Constructs stratified random samples (S.D. Langton).
Options
PRINT = string token |
Controls printed output (list , summary ); default summ |
---|---|
SAMPLE = variate |
Saves the sample, as unit numbers of sampled units when METHOD=sample , or as a logical (1 or 0) variable indicating sampled or unsampled units when METHOD=population |
STRATUMFACTOR = factor |
Saves the stratification factor |
CLUSTERS = factor |
Specifies a factor indicating groupings of units for a cluster sample; default * i.e. sample individual rows |
NUNITS = table, scalar or variate |
Numbers of units in the full data set for each level of the STRATUMFACTOR |
NSAMPLE = table, scalar or variate |
Numbers, or proportions, of units to sample for each level of the STRATUMFACTOR |
SFLEVELS = variate |
Levels for the stratum factor, if it has not already been declared |
SFLABELS = text |
Labels for the stratum factor, if it has not already been declared |
METHOD = string token |
Whether SAMPLE should contain the numbers of the units sampled from the population, or be a variate with a value for every unit of the full population containing 0 or 1 for unsampled and sampled units respectively (population , sample ); default samp |
NUMBERING = string token |
Whether to number units within each stratum, or across the whole population (withinstratum , population ); default with |
SEED = scalar |
Seed for the random number generator; default 0 i.e. continue from previous generation |
Parameters
OLDVECTOR = variates, factors or texts |
Data from the full survey |
---|---|
NEWVECTOR = variates, factors or texts |
Data for the sample |
Description
SVSAMPLE
forms random samples for stratified random surveys. It can also be used to construct a new dataset containing only the sampled units. Groups of units can be sampled together, to allow cluster or multistage sampling.
SVSAMPLE
is easiest to use when the vectors (variates, factors or texts) representing all the units in the population have already been created. For a single-stage sample, the number of units to be sampled is then specified by setting the NSAMPLE
option to a table classified by the stratification factor; if the values of NSAMPLE
are all less than 1, these are taken to be proportions to sample. NSAMPLE
can be set to a scalar for unstratified samples. By default, individual units are sampled, but the CLUSTERS
option can supply a factor to define clusters of units that are to be sampled together.

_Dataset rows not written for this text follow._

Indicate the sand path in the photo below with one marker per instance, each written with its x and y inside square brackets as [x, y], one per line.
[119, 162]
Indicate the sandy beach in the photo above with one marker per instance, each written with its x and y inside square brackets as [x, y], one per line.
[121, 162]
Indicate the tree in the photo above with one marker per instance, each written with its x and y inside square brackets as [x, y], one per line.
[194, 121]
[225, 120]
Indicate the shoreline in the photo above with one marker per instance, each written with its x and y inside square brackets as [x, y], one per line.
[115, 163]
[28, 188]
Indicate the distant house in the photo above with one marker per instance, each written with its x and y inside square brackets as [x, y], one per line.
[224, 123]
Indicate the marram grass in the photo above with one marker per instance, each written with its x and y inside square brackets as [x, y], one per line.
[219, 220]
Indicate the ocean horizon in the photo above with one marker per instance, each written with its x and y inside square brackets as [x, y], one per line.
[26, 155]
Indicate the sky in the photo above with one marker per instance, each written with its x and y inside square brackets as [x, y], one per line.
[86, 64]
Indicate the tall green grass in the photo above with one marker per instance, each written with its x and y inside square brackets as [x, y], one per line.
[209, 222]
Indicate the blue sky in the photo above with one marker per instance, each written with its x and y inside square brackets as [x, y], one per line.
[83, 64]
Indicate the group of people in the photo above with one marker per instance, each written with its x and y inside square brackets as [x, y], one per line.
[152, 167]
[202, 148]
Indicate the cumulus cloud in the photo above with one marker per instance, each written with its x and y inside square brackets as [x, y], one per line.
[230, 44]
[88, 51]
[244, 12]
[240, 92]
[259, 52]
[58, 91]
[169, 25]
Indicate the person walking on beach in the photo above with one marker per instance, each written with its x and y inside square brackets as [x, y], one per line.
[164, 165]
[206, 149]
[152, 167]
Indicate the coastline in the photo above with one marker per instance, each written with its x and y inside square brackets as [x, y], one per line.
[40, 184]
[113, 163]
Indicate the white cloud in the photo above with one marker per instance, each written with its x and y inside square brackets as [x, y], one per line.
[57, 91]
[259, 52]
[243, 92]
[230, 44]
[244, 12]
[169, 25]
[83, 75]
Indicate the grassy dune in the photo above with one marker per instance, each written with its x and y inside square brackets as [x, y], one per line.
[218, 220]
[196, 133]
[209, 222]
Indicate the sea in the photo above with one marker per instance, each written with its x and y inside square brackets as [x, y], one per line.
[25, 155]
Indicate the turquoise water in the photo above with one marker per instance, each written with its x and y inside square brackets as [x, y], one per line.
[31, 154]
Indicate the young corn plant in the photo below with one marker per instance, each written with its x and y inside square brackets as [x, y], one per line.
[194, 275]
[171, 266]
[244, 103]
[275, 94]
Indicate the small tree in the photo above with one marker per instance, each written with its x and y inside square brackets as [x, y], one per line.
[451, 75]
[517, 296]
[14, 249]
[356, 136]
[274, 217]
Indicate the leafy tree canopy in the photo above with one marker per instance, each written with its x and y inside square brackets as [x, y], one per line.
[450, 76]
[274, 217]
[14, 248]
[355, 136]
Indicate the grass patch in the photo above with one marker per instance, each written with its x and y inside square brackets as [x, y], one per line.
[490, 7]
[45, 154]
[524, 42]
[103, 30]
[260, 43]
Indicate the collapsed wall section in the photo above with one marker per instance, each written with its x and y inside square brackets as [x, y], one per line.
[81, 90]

The sample can be saved, in a variate, by the SAMPLE
parameter. If the METHOD
option is set to its default setting of sample
, SAMPLE
will contain the numbers of the sampled units. By default, the units are numbered separately within each stratum, but you can set option NUMBERING=population
to number the units across the whole population. Alternatively, if option METHOD=population
, the SAMPLE
variate will have a value for every unit in the population; this stores the value one for the sampled units and zero for the unsampled units. The STRATUMFACTOR
option can save a factor indicating the stratum to which each sampled unit belongs.
Printed output is controlled by the PRINT
option, with settings:
list |
to list the sampled units, and |
---|---|
summary |
to give a summary of the units sampled from each stratum. |
If you already have vectors containing the full data set, you can use SVSAMPLE
to create a new data set containing only the sampled units. The OLDVECTOR
parameter supplies the vectors from the full data set, and the NEWVECTOR
parameter saves vectors with only the samples units. In a stratified survey, you may supply original vectors that have only one value for each stratum. Each corresponding NEWVECTOR
then takes the appropriate values corresponding to the STRATUMFACTOR
levels to which the sampled units belong.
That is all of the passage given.